Overview
- Owner: Miami-Dade County
- Area served: Northern Miami-Dade; Northeastern Miami-Dade; Civic Center; Westchester; Kendall; Dadeland; South Miami; West Perrine & South Miami Heights; Cutler Bay; Southern Miami-Dade;
- Transit type: Demand-responsive transit; Carpool;
- Website: https://city.ridewithvia.com/metroconnect

Operation
- Began operation: 2020
- Operator(s): Via Transportation

= MetroConnect =

Public ridesharing system in Miami-Dade County

MetroConnect (formerly named GoConnect) is a publicly funded rideshare service and demand-responsive transit system operating in Miami-Dade County. The service is operated by Via Transportation. Riders inside one of several service zones can, by app or phone call, request a MetroConnect vehicle to a public street close to them and ride to a destination within that same service zone. During the trip, the vehicle will pick up other unrelated passengers who have the same destination.

The service is meant to help riders with last mile transportation between mass transit stations in the region and riders' destinations or point-to-point travel within the service zone where fixed-route bus lines can complicate travel.

As of September 2025, 12 distinct service zones exist:
- North Dade.
- Northeast
- Northeast 2, which covers Aventura Mall and a small portion of the surrounding area, including the Aventura Brightline station.
- Westchester, Kendall North, and Kendall South, which overlap slightly along their borders.
- Dadeland North, Dadeland South, and South Miami, which heavily overlap near the Metrorail right-of-way.
- Cutler Bay and Transit Way (which includes a portion of South Miami Heights and all of West Perrine, across the South Dade Transitway from Cutler Bay)
- South Dade
== History ==
MetroConnect launched in 2020 during the COVID-19 pandemic under the name GoConnect to cover gaps in bus service. When it was first rolled out, MetroConnect cost the standard Miami-Dade Transit fare, which was $2.25 at the time. During its first two years of service, MetroConnect saw an average of 5,000 trips per month, and 150,000 total trips by the start of 2023.
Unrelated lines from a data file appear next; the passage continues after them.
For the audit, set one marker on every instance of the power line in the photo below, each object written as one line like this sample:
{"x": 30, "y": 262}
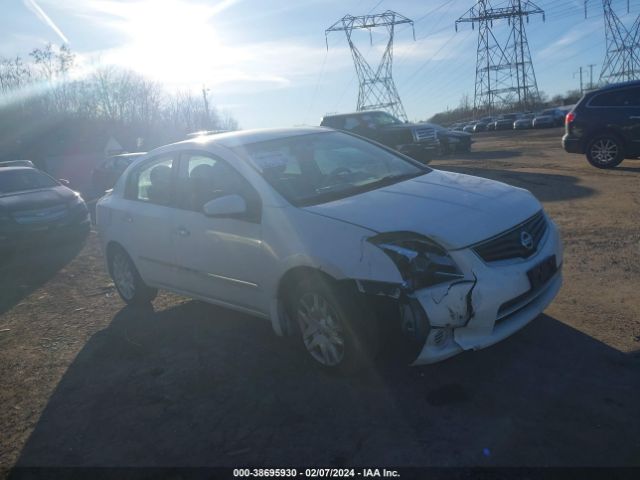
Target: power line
{"x": 504, "y": 72}
{"x": 377, "y": 89}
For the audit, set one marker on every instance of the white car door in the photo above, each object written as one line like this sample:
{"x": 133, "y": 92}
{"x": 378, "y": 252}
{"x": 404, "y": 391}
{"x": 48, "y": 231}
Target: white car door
{"x": 220, "y": 258}
{"x": 146, "y": 220}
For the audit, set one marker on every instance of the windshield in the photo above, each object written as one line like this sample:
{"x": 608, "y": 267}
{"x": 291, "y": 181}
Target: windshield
{"x": 320, "y": 167}
{"x": 20, "y": 180}
{"x": 381, "y": 119}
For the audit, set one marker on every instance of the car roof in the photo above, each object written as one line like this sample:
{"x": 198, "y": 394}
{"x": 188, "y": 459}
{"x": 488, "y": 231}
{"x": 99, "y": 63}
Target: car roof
{"x": 613, "y": 86}
{"x": 126, "y": 155}
{"x": 245, "y": 137}
{"x": 13, "y": 169}
{"x": 364, "y": 112}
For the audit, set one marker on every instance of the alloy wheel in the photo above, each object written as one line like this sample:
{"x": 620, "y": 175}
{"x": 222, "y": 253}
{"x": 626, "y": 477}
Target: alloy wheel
{"x": 123, "y": 275}
{"x": 322, "y": 333}
{"x": 604, "y": 151}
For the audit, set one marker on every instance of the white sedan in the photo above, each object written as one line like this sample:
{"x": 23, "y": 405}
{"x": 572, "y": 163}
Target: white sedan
{"x": 336, "y": 240}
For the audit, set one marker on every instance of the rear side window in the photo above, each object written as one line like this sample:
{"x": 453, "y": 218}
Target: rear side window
{"x": 333, "y": 122}
{"x": 204, "y": 178}
{"x": 153, "y": 181}
{"x": 20, "y": 180}
{"x": 628, "y": 97}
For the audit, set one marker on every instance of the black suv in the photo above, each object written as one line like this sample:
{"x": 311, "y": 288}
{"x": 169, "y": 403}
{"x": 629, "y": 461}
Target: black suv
{"x": 413, "y": 139}
{"x": 605, "y": 125}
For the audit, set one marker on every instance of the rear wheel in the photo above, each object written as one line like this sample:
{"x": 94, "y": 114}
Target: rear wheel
{"x": 335, "y": 333}
{"x": 605, "y": 151}
{"x": 127, "y": 280}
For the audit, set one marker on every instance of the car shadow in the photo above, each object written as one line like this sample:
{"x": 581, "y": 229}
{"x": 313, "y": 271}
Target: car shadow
{"x": 624, "y": 168}
{"x": 545, "y": 186}
{"x": 27, "y": 269}
{"x": 487, "y": 155}
{"x": 198, "y": 385}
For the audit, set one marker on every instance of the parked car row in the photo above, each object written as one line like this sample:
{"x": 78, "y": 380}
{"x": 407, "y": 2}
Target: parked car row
{"x": 35, "y": 207}
{"x": 421, "y": 141}
{"x": 553, "y": 117}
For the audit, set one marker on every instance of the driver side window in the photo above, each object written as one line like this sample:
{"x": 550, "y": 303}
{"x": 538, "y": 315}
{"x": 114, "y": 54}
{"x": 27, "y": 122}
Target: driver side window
{"x": 203, "y": 178}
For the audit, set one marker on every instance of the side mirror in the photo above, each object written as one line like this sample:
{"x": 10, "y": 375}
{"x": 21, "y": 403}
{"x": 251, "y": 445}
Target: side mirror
{"x": 225, "y": 206}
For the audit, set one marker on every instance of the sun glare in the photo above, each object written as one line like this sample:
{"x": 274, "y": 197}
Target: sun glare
{"x": 174, "y": 42}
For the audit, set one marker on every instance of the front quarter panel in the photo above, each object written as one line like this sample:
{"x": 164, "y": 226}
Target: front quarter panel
{"x": 297, "y": 238}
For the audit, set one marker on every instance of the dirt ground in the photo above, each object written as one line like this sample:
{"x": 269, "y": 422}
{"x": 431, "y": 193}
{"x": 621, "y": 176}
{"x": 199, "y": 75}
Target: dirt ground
{"x": 85, "y": 381}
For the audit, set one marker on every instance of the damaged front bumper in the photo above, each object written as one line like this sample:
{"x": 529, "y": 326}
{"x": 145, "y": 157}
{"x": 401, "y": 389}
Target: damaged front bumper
{"x": 493, "y": 301}
{"x": 497, "y": 301}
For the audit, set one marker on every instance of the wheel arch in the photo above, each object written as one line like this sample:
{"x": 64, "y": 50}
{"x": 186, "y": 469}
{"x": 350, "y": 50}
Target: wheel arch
{"x": 603, "y": 132}
{"x": 281, "y": 322}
On October 2, 2023, GoConnect had its name was changed to MetroConnect and services changed. In the service update, the service zones were expanded, and the service was made completely free. The upgrade coincided with the Better Bus Network, a series of broader service upgrades and route changes to Miami-Dade Transit's Metrobus system, with the service charges partially intended to help the minority of riders whose access to Metrobus was made worse by the route changes. As of 2023, the county reported that MetroConnect service had increased communities within its coverage to 57% more jobs within a 45-minute commute via connection to Miami-Dade Transit hubs; the average MetroConnect user booked 10 trips per month and 65% of riders reported they did not have a car.

In September 2025, county Mayor Daniella Levine Cava reversed a decision to entirely shut down MetroConnect as part of a series of austerity measures planned in response to the county's 400-million-dollar budget deficit. Instead, a compromise was reached: $4.5 million would be taken from a reserve dedicated to future transit projects to fund MetroConnect; MetroConnect was to drop their low-ridership zones, reduce operating hours, place a three-mile cap on trips, and lose its no-fare designation. As of October 1, 2026, MetroConnect costs $3.75 each way for a standard fare and $1.50 for the reduced fare.